Content - 6e2f5915170e81591fb597cc1cd6c049a53e68b0 - 57d2e72/mmf/models/mmbt.py

visit type:
Tip revision: 7026ab47e1138752c61c36ac99e3ab9c2b100f55 authored by Amanpreet Singh on 09 June 2020, 20:30:10 UTC
[fix] Ckpt zoo load, restore and other issues (#311)
Tip revision: 7026ab4
mmbt.py
# Copyright (c) Facebook, Inc. and its affiliates.

# MMBTModel, ModalEmbeddings is copied from [1]
# as we have internal dependency on transformers v2.3.
# These will be removed when we upgrade to package v2.5+.
# [1]: https://github.com/huggingface/transformers/blob/master/src/transformers/modeling_mmbt.py # noqa

import os
from copy import deepcopy

import torch
from omegaconf import OmegaConf
from torch import nn
from transformers.modeling_bert import BertForPreTraining, BertPredictionHeadTransform

from mmf.common.registry import registry
from mmf.models.base_model import BaseModel
from mmf.models.interfaces.mmbt import MMBTGridHMInterface
from mmf.modules.encoders import MultiModalEncoderBase
from mmf.utils.checkpoint import load_pretrained_model
from mmf.utils.configuration import get_mmf_cache_dir
from mmf.utils.modeling import get_optimizer_parameters_for_bert


# TODO: Remove after transformers package upgrade to 2.5
class MMBTConfig:
    """Configuration class to store the configuration of a `MMBT Model`.
    Args:
        config (:obj:`~transformers.PreTrainedConfig`):
            Config of the underlying Transformer models.

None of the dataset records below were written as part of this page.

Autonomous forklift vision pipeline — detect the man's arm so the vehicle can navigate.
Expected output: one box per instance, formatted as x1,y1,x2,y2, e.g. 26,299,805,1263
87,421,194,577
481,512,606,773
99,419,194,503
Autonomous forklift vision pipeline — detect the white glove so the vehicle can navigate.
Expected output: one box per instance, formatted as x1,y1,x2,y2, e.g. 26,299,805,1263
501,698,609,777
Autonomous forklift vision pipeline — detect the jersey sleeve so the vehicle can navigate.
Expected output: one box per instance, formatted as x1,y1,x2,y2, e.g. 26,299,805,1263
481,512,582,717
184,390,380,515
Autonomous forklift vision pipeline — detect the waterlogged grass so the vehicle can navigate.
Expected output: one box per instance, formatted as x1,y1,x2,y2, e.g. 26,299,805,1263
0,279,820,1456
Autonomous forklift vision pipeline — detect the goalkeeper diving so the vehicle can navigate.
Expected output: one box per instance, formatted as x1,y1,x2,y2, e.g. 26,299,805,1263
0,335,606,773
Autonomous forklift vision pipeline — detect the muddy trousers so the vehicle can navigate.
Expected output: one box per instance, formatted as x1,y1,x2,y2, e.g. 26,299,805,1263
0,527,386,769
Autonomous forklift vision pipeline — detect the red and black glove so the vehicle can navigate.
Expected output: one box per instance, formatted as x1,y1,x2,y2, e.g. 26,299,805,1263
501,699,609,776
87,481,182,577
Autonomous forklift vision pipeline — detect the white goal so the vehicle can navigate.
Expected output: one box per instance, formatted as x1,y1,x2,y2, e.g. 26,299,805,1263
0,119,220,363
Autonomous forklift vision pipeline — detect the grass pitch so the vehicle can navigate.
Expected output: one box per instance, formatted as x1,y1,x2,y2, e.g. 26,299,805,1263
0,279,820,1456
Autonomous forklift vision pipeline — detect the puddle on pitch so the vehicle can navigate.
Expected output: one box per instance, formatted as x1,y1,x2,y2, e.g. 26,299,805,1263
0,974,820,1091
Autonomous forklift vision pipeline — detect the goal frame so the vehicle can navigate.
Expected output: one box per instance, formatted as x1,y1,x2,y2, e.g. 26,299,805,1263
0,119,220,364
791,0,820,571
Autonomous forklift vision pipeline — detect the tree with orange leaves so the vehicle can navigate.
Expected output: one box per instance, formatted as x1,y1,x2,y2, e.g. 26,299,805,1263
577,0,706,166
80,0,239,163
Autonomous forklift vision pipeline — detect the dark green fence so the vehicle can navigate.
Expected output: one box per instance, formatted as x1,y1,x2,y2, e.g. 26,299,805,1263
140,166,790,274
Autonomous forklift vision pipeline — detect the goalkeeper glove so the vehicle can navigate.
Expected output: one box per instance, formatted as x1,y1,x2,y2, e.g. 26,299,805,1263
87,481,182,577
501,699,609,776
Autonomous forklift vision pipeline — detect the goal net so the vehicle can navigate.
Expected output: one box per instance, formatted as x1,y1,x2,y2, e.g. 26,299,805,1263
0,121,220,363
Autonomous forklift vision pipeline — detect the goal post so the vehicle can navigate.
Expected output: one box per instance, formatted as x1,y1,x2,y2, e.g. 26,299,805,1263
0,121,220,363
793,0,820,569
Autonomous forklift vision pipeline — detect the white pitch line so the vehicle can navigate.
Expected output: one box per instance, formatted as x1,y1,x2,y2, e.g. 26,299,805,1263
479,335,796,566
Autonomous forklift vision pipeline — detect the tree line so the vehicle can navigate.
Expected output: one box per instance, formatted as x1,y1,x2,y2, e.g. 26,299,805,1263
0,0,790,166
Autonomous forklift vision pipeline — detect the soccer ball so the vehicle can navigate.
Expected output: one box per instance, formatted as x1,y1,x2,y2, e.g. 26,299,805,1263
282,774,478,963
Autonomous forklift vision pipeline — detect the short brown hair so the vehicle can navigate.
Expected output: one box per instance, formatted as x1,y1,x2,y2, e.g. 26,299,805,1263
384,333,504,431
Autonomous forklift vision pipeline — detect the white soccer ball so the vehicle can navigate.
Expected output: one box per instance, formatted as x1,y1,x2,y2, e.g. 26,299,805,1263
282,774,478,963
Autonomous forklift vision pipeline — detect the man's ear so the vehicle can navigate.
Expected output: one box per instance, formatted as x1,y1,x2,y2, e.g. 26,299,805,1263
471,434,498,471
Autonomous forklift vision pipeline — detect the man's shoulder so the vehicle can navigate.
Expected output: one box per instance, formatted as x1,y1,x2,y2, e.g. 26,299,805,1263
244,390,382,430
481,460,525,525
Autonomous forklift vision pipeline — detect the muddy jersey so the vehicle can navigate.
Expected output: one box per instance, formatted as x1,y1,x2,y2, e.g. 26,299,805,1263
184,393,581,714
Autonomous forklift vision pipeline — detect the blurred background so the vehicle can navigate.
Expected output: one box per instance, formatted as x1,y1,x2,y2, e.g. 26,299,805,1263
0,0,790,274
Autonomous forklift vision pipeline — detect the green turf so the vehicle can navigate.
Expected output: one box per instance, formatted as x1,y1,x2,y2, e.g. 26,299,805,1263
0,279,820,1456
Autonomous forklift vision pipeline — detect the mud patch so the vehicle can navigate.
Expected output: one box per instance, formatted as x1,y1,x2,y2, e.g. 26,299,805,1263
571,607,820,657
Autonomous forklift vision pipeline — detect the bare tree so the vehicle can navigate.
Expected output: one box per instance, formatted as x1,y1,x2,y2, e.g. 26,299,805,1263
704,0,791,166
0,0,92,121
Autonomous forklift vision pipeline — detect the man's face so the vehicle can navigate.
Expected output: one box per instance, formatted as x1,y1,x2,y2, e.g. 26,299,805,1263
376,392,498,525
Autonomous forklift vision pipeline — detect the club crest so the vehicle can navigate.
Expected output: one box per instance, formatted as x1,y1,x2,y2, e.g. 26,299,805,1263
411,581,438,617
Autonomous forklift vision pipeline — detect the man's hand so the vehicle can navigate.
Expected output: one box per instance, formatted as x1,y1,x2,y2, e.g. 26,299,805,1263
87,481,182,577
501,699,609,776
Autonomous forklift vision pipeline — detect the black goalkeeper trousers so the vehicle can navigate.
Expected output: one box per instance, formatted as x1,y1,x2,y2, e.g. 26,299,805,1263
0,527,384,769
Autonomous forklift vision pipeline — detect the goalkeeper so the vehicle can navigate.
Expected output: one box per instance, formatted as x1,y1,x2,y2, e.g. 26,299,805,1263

Its values are
            copied over to use a single config.
        num_labels (:obj:`int` or :obj:`None`, optional, defaults to `None`):
            Size of final Linear layer for classification.
        modal_hidden_size (:obj:`int`, optional, defautls to 2048):
            Embedding dimension of the non-text modality encoder.
    """

    def __init__(self, config, num_labels=None, modal_hidden_size=2048):
        self.__dict__ = config.__dict__
        self.modal_hidden_size = modal_hidden_size
        if num_labels:
            self.num_labels = num_labels


# TODO: Remove after transformers package upgrade to 2.5
class ModalEmbeddings(nn.Module):
    """Generic Modal Embeddings which takes in an encoder, and a transformer embedding.
    """

    def __init__(self, config, encoder, embeddings):
        super().__init__()
        self.config = config
        self.encoder = encoder
        self.proj_embeddings = nn.Linear(config.modal_hidden_size, config.hidden_size)
        self.position_embeddings = embeddings.position_embeddings
        self.token_type_embeddings = embeddings.token_type_embeddings
        self.word_embeddings = embeddings.word_embeddings
        self.LayerNorm = embeddings.LayerNorm
        self.dropout = nn.Dropout(p=config.hidden_dropout_prob)

    def forward(
        self,
        input_modal,
        start_token=None,
        end_token=None,
        position_ids=None,
        token_type_ids=None,
    ):
        token_embeddings = self.proj_embeddings(self.encoder(input_modal))
        seq_length = token_embeddings.size(1)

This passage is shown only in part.